El chaval dormía, acurrucado, en calzoncillos, tapado solamente por una sábana. Había llegado pasadas las nueve de la mañana, borracho como una cuba. Pero, ¿podía una madre en su sano juicio reprender a un hijo así por aquel desliz?

» Aunque llamaba de usted a su madre utilizaba con ella las palabras más coloquiales, pero siempre sin perder un punto de respeto.

—Piquito, hijo, levanta, que ya son más de las cinco…
—Coño, madre, no me joda…
—Venga, hijo, que vas a cambiar el sueño. Sal a despejarte y a disfrutar de este día. Tus amigos están haciendo cola en el portal, y no dejan de preguntar por ti.

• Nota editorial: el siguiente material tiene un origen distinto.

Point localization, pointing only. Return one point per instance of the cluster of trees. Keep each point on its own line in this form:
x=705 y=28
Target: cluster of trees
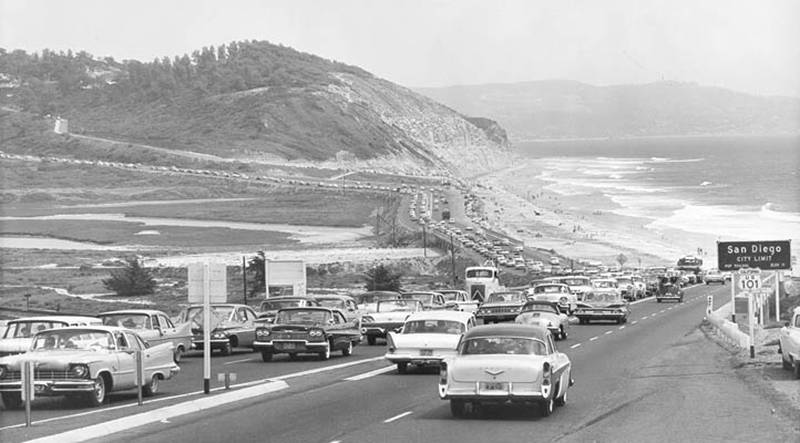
x=50 y=76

Aquello fue como un resorte. A Piquito le gustaba la fama. O al menos aquella familla que tenía en el barrio. Aunque ahora sería conocido, si no en toda España sí al menos en toda la Comunidad de Madrid. Y en el barrio Piquito era un dios. Y no un dios cualquiera, no. Era el dios. Pero un dios entrañable, eso sí.
—Venga Piquito, hijo. Levanta…
Ya’stoy despierto madre. Pero me zumba la cabeza mogollón.

Piquito había sido educado a la antigua usanza. O más bien su madre lo había intentado. Aunque llamaba de usted a su madre utilizaba con ella las palabras más coloquiales, pero siempre sin perder un punto de respeto. Entre ambos había mucha convivencia solitaria y personal.

Inmaculada era madre soltera. “Toda una ironía”, le había soltado su padre –el abuelo de Piquito–, que se desentendió de su hija, huida a la ciudad según él, y a la que algún desaprensivo había preñado a las primeras de cambio. Y la tonta (seguía razonando el abuelo) se había negado siempre a desvelar la identidad del padre.

El caso es que la joven madre soltera había conseguido, no sin penurias, sacar adelante a su hijo. Piquito no conocía a su padre, pero sí conocía a su abuelo. En principio el viejo se había negado a recibir a Inmaculada en el lar familiar –“la vergüenza de la familia”, le había espetado–, pero una vez que conoció al zagal con motivo de una enfermedad que postró a Inmaculada, obligándola a enviar al crío al pueblo, el abuelo y el chico se hicieron inseparables. Si no físicamente sí en lo anímico. Piquito era la viva imagen del vejestorio cascarrabias, que mal que bien había dado el brazo a torcer.

Y desde que su nieto era famoso, o más aún, era un ídolo en todo Mospintoles y alrededores, el abuelo no dejaba de pregonar que aquel chiquillo era sangre de su sangre.